"He Who created thee without thee, will not justify thee without thee." [Sermon 169; quoted here]
The point, of course, is that God does no violence to the human will when he saves us. We must consent, and it must be a real consent. Amusingly, I've seen some Protestants say silly things like this: "This notion of free will is clearly quite different from that of Augustine and St. Thomas Aquinas." I say it's amusing and silly, since a) Augustine said it, and b) Aquinas appealed to this quotation as an authority in defense of his views on justification and baptism (see above link to the Summa)!
In point of fact the Catholic Church affirms the fact that our wills are free (§1711) and the fact that God has an eternal plan of predestination (§600), and her faithful sons do the same notwithstanding the difficulty (impossibility, in my case!) of comprehending this mystery.

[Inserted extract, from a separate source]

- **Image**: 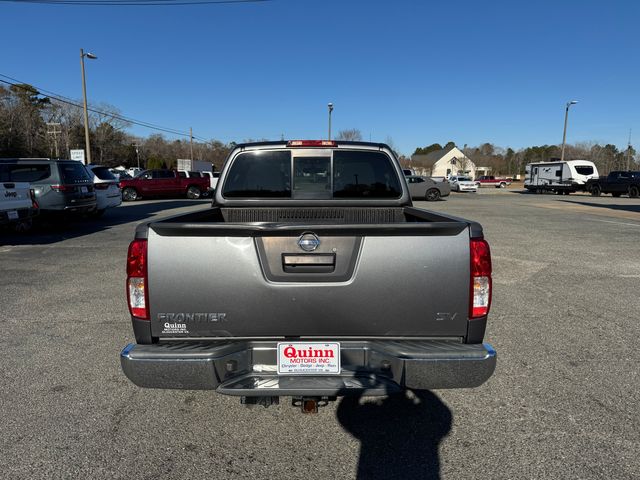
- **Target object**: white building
[411,147,476,179]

Of course, we've seen in various posts in my series on Aquinas' view of justification that God's grace precedes any movement of our wills towards himself, so that we cannot pretend (a la the Pelagians) that by our natural powers alone we can attain justification: we can't. Nevertheless, no one is going to go to hell in spite of himself; no one is going to go to heaven against his will, either. God respects the fact that he has made us with a nature possessing a free will, and he does not violate it even when he moves us by grace to love him and hate sin.